How to consolidate data from different data sources
As a data architect for years, I tends to take this for granted, until someone came to me and asking me some methodology (or just simply HOW to do it) on consolidating data from different databases into one database.
For some unknown reason people tends to think different databases will have the same data structure. For example, if database A has a customer table, and database B also has a customer table, somehow people automatically assume they have the same columns and contain the same information. This assumption can lead to serious under-estimation on a project, and it happens often.
Although each situation is different, there are basic principles to follow:
1. Find a good data modeler to design a central data model for you. Is it a database for management reports, for transaction, how many departments are going to use it? What is the purpose of central database?
2. Set up staging area (a separate set of tables in the database) to store interim data from all sources. In a more complex system, multiple staging areas maybe needed.
3. Mapping (map each field from source to the staging table’s field) and generate files according to defined format from all sources, load them into staging area
4. Mapping from staging into central database.

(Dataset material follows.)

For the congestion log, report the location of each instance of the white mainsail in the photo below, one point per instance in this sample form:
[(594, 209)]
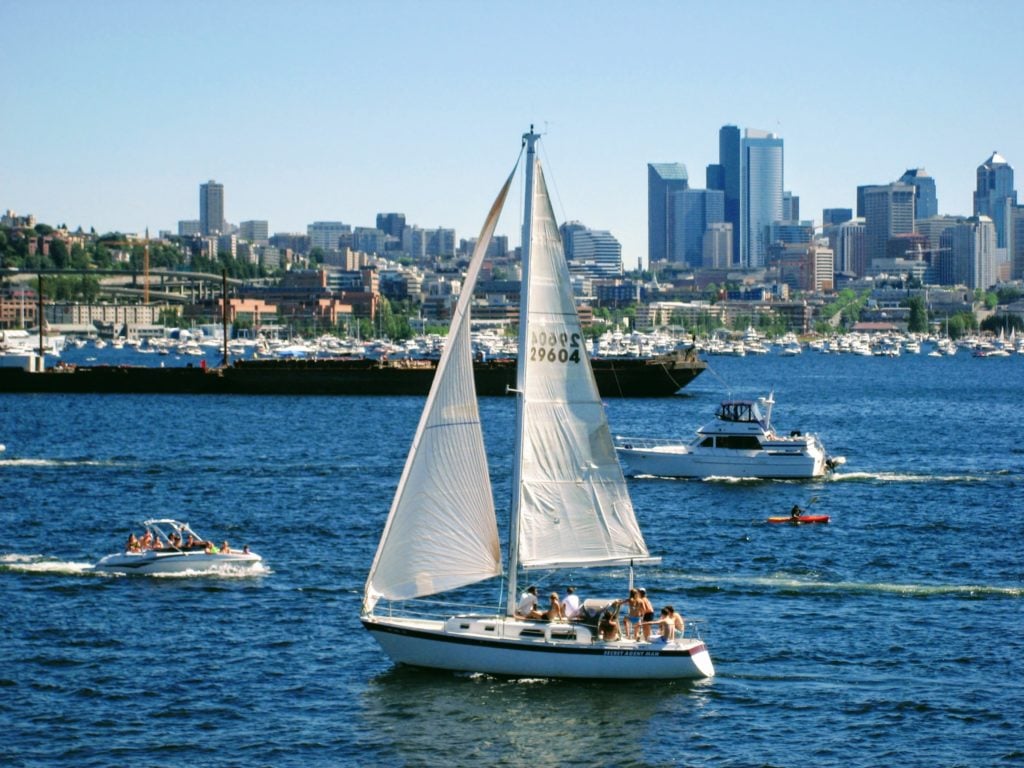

Mapping exercises are usually the most time consuming.
5. Identify data cleansing process. This means that if there are garbage data in the source, the data need to be “clean” before bringing over to the central database. Example: Numbers were being stored as Customer Name in the source data.
6. Get a good team of SQL developers to implement ETL (Extract, Transform and Load) scripts.
Of course the actual work and resources involved are much more complex depending on different situations. However, the basic building-block to consolidate data from different sources is outline above.